E tanto é verdade que o amor supera em valor a inteligência, que não foi pela tua ciência e sim pela tua devoção à Pátria e à Humanidade que penetraste no Panteon da Imortalidade: ‘O Fundador da República, Benjamin Constant Botelho de Magalhães, passou da vida objetiva à imortalidade a 22 de janeiro de 1891. O Povo Brasileiro, pelos seus representantes no Congresso Constituinte, se desvanece de lhe ser facultada a glória de apresentar este belo modelo de virtudes aos seus. futuros presidentes’ - tais são os termos da moção unanimemente aprovada na sessão em que se elegeu o primeiro Presidente da República Brasileira, a 25 de fevereiro de 1891.

 

Assim me ensinaste a nortear minha vida pelo ideal de servir a Humanidade, servindo à Pátria e à Família.

 

Refletia-se a nobreza moral de Benjamin Constant no porte, nas maneiras, na voz, na correta simplicidade do trajar, o que o tornava um dos homens de mais encantadora presença.
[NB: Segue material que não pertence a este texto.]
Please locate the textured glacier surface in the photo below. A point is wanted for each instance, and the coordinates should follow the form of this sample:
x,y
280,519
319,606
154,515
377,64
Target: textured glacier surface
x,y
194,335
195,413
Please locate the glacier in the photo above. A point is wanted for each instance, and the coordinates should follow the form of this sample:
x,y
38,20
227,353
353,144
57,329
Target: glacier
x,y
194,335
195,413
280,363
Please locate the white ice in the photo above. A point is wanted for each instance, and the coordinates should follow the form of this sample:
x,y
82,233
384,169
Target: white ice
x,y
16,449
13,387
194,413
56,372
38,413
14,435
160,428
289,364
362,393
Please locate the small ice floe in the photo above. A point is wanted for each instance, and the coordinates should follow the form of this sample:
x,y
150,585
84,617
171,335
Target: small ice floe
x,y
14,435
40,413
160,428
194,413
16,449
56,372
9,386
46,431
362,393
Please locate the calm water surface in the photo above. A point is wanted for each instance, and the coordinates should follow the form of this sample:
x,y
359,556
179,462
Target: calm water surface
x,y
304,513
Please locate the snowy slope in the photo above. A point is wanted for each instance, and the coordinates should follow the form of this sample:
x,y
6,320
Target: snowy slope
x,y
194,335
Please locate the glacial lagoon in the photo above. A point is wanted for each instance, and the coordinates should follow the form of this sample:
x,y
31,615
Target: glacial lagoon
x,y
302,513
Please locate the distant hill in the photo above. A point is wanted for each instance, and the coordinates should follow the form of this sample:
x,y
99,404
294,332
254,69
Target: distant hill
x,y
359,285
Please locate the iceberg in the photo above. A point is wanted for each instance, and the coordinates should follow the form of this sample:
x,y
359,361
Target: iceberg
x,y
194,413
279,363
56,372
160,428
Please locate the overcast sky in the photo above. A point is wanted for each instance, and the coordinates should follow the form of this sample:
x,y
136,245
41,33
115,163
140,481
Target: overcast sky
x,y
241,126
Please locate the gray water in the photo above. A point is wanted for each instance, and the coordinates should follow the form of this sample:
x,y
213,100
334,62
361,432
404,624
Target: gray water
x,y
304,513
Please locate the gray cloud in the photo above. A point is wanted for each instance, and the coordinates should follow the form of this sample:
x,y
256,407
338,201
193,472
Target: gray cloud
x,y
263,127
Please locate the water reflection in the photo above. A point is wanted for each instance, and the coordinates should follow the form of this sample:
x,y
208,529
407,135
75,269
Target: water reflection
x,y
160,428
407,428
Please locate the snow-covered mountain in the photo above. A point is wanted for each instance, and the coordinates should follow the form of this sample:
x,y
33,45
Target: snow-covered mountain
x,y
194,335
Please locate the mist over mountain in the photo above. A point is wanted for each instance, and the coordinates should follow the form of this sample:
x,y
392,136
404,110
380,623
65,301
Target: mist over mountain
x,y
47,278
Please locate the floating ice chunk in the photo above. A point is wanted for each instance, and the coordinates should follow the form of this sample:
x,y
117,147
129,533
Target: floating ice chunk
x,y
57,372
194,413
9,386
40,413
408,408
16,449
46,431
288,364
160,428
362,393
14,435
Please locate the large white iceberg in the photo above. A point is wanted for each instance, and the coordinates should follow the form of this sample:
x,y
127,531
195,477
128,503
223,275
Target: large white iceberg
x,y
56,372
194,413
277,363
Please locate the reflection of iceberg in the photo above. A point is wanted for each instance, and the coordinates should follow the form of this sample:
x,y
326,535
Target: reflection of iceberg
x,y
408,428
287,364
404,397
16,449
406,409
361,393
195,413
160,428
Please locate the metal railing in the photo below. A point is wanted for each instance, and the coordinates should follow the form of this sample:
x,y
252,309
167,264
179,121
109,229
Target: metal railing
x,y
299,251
Disse Teixeira Mendes que com ele privou: ‘pode-se assegurar que aquele que só o conhecesse pela fama de seus dotes morais e mentais, não teria a mínima decepção ao encontrá-lo pela primeira vez, pois não descobriria a menor discordância entre sua imagem e o tipo ideado para localizar tais qualidades- quiçá a realidade excedesse a expectativa’.

 

Tinha Benjamin Constant pouco mais de vinte anos. Foi quando se deu ruidoso incidente escolar de que resultou ser ele preso na Fortaleza de Santa Cruz.

 

Surgiram suspeitas sobre a probidade dos alunos da Escola Militar, traduzidas em ordem do dia do Comandante, lida em formatura geral. Avançou Benjamin Constant para o oficial que a lia, arrebatou-lha das mãos e, calcando-a aos pés, disse:

 

- Esta ordem do dia é um insulto para os alunos!

 

Sete vezes entrara Benjamin Constant em concurso para a cadeira de matemática e fora classificado em primeiro lugar, sendo que, numa das vezes, um dos examinadores, o Dr. Augusto Dias Carneiro, notável pelo saber e pela probidade, propôs a curiosa e expressiva classificação: ‘Em 1° lugar, com distinção, o Bacharel Benjamin Constant Botelho de Magalhães; em 2° lugar, ninguém; em 3.° lugar, ninguém, etc... em seguida, o outro candidato’. Ainda assim, fora Benjamin, mais uma vez, preterido.

 

Vago, mais tarde, o cargo de catedrático da Escola Militar, a que tinha direito Benjamin Constant, determinou o Imperador que fosse a cadeira posta em concurso. Todas as vezes que o Imperador se encontrava com Benjamin, insistia para que concorresse, ao que respondia ele sempre negativamente, uma vez que já dera provas cabais em público, nos sete concursos a que se submetera. Por fim, já impaciente, perguntou ao Imperador que novamente insistia, dizendo ser o concurso mera formalidade:

 

- Nomear-me-ia Vossa Majestade no caso de me resolver a concorrer?

- Claro .que sim!

- Pois andaria muito mal Vossa Majestade porque, aquiescendo eu afinal, depois do que lhe tenho dito e redito, daria péssima prova de caráter, o que me inibiria de poder bem.cumprir os elevados deveres do professorado.

 

Caracteriza Benjamin Constant a sua atitude em relação à Família Imperial, à qual devia reiteradas provas de consideração, inclusive o convite para lecionar as filhas e netos do Imperador.

 

Uma vez proclamada a República, partindo do princípio que a revolução visava à instituição e não às pessoas, cuidou Benjamin Constant não só de cercar de atenções a Família Imperial, como de acautelar escrupulosamente seus bens e propriedades, organizando para isso uma comissão de pessoas de reconhecida probidade e fielmente dedicadas ao trono. Sugeriu, além disso, que o Governo Provisório desse ao Imperador a ajuda de custo de 5.000 contos de réis, para que se estabelecesse na Europa. Recusou-se o Imperador a aceitá-la, mandando devolver o cheque, que, à sua revelia, recebera o Conde D’Eu, no Brasil”. (Viveiros).